Fitzjarrald v. Fitzjarrald

344 S.W.2d 584 | Ark. | 1961

344 S.W.2d 584 (1961)

Eugene C. FITZJARRALD, Appellant,
v.
Mary Elizabeth FITZJARRALD, Appellee.

No. 5-2350.

Supreme Court of Arkansas.

March 27, 1961.

Griffin Smith, Little Rock, for appellant.

Eldridge & Eldridge, Augusta, for appellee.

HOLT, Justice.

This appeal challenges the chancellor's power to amend a divorce decree rendered in 1944. Eugene C. Fitzjarrald and Mary Elizabeth Fitzjarrald were divorced in Pulaski County on February 11, 1944. The decree rendered in the case made no mention of alimony or child support, although there was a minor child living that was born of the union. On September 16, 1960, some 16 years after the decree was rendered, Mrs. Fitzjarrald filed a petition which, after amendment, alleged that at the time the decree was entered it was her understanding that a contract of support which the parties had entered into was incorporated in the decree. The contract was made an exhibit to the complaint. It was further alleged that the child had become an adult on April 2, 1960 and that appellant had not paid the child support agreed to in the property settlement. Judgment was sought for $2,750. The trial court modified the decree to include the child support agreement and the appeal here challenges the power of the court to do this.

It appears that there are two methods for amending or changing a final decree after the lapse of the court's term. One is represented by the terms of Ark. Stats. § 29-506 which sets out grounds for vacating or modifying judgment of a trial court after the term of the decree has lapsed. These grounds do not appear to be relevant here since the proceedings were not under the statute. The second method, applicable here, is the inherent power of the trial court to enter and order correcting its judgments where necessary to make them speak the truth and reflect its actions accurately. This inherent authority has been recognized and sustained by this court in a long line of decisions from King & Houston v. State Bank, 9 Ark. 185, to the present. This power is exercised by a nunc *585 pro tunc order. It is confined to correction of a record, to the extent of making it conform to the action which was in reality taken. It does not permit the change of a record to provide something that in retrospect should have been included. This court has no authority after lapse of the term time to revise a judgment, or to correct a judicial mistake, or to adjudicate a matter which might have been considered at the time of the trial, or to grant additional relief which was not in the contemplation of the court at the time the judgment or decree was rendered. In Liddell v. Landau, 87 Ark. 438, 112 S.W. 1085, 1086, we said: "The authority of a court to amend its record by nunc pro tunc order is to make it speak the truth, but not to make it speak what it did not speak but ought to have spoken", and in the more recent case of Wright v. Ford, 216 Ark. 55, 224 S.W.2d 50, this court held: "4. Judgment The common-law rule that no judgment can be amended after the term at which it is rendered has been modified so that where the entry through some plain error fails to correspond with the judgment that was actually rendered, the court can at a later term correct the judgment, but there is no authority to revise a judgment, or to correct a judicial mistake, or to adjudicate a matter which might have been considered at the time of the trial, or to grant an additional relief which was not in the contemplation of the court at the time the judgment was rendered."

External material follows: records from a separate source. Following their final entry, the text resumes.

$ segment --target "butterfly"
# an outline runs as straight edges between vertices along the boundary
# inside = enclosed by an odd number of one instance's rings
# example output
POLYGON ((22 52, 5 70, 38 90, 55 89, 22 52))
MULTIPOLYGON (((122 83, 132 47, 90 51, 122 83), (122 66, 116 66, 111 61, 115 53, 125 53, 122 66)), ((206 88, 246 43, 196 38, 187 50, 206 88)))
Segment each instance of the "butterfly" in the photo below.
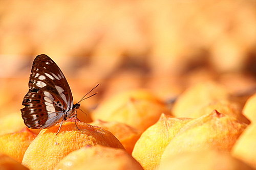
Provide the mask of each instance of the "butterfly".
POLYGON ((29 91, 22 102, 25 107, 20 110, 24 123, 28 128, 45 129, 61 122, 58 134, 63 120, 73 117, 76 120, 80 102, 96 94, 83 99, 98 85, 74 104, 69 84, 59 67, 46 55, 36 56, 29 78, 29 91))

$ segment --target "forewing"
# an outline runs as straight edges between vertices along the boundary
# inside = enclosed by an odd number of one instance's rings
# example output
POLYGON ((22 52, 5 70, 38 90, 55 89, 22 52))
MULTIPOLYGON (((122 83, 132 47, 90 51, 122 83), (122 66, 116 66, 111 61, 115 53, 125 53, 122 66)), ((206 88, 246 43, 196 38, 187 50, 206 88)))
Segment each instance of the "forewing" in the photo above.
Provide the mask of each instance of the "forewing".
POLYGON ((73 97, 68 82, 50 57, 40 55, 33 63, 29 89, 21 109, 24 123, 32 128, 49 128, 72 109, 73 97))

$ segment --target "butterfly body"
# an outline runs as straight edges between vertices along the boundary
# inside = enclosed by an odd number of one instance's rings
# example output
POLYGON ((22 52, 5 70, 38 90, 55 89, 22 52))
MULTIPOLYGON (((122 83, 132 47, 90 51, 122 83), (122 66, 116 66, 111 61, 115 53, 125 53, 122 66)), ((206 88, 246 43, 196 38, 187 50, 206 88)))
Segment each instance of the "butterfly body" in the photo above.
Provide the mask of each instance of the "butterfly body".
POLYGON ((21 109, 25 125, 33 129, 48 128, 76 116, 80 104, 73 104, 68 82, 60 69, 48 56, 41 54, 34 60, 29 91, 21 109))

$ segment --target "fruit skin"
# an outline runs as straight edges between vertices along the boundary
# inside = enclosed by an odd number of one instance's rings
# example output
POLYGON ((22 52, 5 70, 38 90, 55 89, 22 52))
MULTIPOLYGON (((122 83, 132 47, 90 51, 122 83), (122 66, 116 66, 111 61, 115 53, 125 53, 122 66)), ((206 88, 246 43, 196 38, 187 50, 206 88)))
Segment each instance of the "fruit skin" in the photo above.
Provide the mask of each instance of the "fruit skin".
POLYGON ((133 156, 144 169, 155 169, 160 163, 166 145, 180 129, 191 120, 173 118, 162 114, 159 120, 142 133, 135 144, 133 156))
POLYGON ((158 170, 253 170, 227 152, 216 150, 191 152, 166 158, 158 170))
POLYGON ((27 128, 19 132, 0 135, 0 153, 21 163, 27 149, 36 136, 27 128))
POLYGON ((251 122, 256 124, 256 93, 249 98, 245 103, 243 113, 251 122))
POLYGON ((20 113, 8 113, 1 116, 0 135, 18 132, 26 127, 20 113))
POLYGON ((197 118, 202 115, 198 115, 202 108, 217 102, 228 101, 229 96, 227 90, 215 82, 198 83, 180 95, 174 104, 173 113, 177 117, 197 118))
POLYGON ((215 110, 185 125, 165 148, 162 159, 211 149, 230 152, 247 126, 233 116, 215 110))
POLYGON ((20 163, 17 162, 10 157, 0 153, 0 169, 1 170, 29 170, 20 163))
POLYGON ((141 135, 138 130, 121 123, 97 120, 90 124, 99 126, 111 132, 122 143, 127 152, 131 154, 141 135))
POLYGON ((94 120, 123 123, 143 132, 158 120, 162 113, 170 114, 165 104, 153 94, 137 89, 106 99, 92 116, 94 120))
POLYGON ((256 124, 250 125, 238 139, 232 155, 256 169, 256 124))
POLYGON ((125 151, 99 145, 73 151, 55 167, 56 170, 86 169, 143 170, 139 162, 125 151))
POLYGON ((43 129, 28 148, 22 164, 30 169, 52 169, 71 152, 87 145, 97 144, 124 149, 122 144, 110 132, 100 127, 77 121, 63 122, 59 133, 59 124, 43 129))

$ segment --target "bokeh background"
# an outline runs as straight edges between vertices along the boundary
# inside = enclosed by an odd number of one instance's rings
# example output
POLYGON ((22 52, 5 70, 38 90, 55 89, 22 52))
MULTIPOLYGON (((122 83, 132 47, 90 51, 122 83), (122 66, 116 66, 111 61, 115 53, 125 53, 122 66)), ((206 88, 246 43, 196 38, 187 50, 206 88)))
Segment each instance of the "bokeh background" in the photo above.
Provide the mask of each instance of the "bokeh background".
POLYGON ((0 114, 19 112, 40 54, 75 102, 100 84, 84 109, 135 88, 167 102, 208 80, 246 93, 256 84, 256 1, 0 1, 0 114))

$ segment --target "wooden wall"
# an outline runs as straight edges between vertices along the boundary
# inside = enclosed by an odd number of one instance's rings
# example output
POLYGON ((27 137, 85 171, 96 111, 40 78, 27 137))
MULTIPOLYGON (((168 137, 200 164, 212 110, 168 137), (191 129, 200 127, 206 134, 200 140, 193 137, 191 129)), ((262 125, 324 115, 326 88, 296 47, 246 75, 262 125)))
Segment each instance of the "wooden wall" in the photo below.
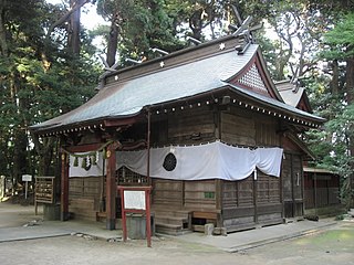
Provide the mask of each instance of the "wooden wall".
POLYGON ((244 180, 222 181, 222 219, 228 231, 282 222, 280 179, 258 171, 244 180))
POLYGON ((284 218, 303 215, 303 172, 299 153, 284 151, 282 161, 282 189, 284 218))
POLYGON ((102 209, 102 177, 69 179, 69 211, 75 219, 96 220, 102 209))
POLYGON ((304 208, 325 208, 340 204, 340 177, 335 174, 304 173, 304 208))

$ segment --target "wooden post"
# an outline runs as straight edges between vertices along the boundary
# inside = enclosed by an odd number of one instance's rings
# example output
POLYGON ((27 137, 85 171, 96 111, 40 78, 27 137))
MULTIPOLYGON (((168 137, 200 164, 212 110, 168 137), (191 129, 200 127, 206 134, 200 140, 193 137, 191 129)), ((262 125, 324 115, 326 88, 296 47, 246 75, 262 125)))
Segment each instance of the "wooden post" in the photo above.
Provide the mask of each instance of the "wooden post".
POLYGON ((69 158, 67 153, 62 152, 62 170, 61 170, 61 221, 69 220, 69 158))
POLYGON ((116 205, 115 205, 115 194, 116 194, 116 183, 115 183, 115 170, 116 170, 116 155, 115 149, 117 145, 111 144, 107 147, 106 158, 107 158, 107 168, 106 168, 106 229, 115 230, 115 215, 116 215, 116 205))
POLYGON ((258 224, 258 172, 257 168, 253 171, 253 206, 254 206, 254 223, 258 224))

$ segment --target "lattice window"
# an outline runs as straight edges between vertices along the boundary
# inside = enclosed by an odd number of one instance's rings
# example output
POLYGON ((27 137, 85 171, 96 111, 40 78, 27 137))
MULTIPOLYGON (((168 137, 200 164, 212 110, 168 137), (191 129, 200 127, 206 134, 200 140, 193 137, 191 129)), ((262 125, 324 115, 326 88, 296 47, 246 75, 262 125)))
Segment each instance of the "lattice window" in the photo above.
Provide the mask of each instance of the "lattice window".
POLYGON ((239 80, 239 83, 262 93, 268 93, 256 64, 239 80))
POLYGON ((147 177, 133 172, 126 167, 122 167, 116 172, 119 186, 147 186, 147 177))

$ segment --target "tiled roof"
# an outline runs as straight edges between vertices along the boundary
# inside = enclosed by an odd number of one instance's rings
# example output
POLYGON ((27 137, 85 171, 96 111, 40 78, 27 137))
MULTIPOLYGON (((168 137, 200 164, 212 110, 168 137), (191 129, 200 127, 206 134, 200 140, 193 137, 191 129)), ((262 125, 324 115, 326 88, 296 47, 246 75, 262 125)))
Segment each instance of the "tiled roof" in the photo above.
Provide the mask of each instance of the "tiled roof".
MULTIPOLYGON (((251 59, 259 53, 257 44, 250 44, 243 54, 235 49, 222 51, 220 43, 215 44, 215 54, 197 56, 179 64, 157 67, 155 71, 123 78, 105 85, 91 100, 79 108, 31 126, 32 130, 58 130, 62 127, 88 124, 95 120, 132 117, 149 105, 171 103, 225 88, 229 78, 241 72, 251 59)), ((192 54, 191 54, 192 55, 192 54)), ((163 59, 162 59, 163 60, 163 59)), ((157 62, 159 64, 162 61, 157 62)), ((144 67, 143 64, 138 67, 144 67)), ((119 75, 119 72, 117 72, 119 75)), ((232 86, 232 89, 247 94, 264 104, 270 104, 294 115, 321 120, 277 99, 264 97, 248 89, 232 86)))

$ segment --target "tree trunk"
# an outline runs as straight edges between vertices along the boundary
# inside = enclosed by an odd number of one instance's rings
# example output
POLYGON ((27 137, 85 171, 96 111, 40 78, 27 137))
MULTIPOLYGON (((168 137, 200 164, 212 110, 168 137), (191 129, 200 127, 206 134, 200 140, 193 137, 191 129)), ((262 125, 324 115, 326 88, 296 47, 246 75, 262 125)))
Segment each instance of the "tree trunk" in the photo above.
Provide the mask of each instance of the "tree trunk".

This well-established rule rests on the sound policy that matters once litigated should be at an end, otherwise, a court's judgment or decree would be constantly open to attack. In the present case, the decree of the trial court below, from the language of the final order, attempted to adjudicate something which was not considered in the original decree.

Since this was not a nunc pro tunc order attempting to correct a clerical misprision or mistake, the judgment must be and is reversed and the cause remanded.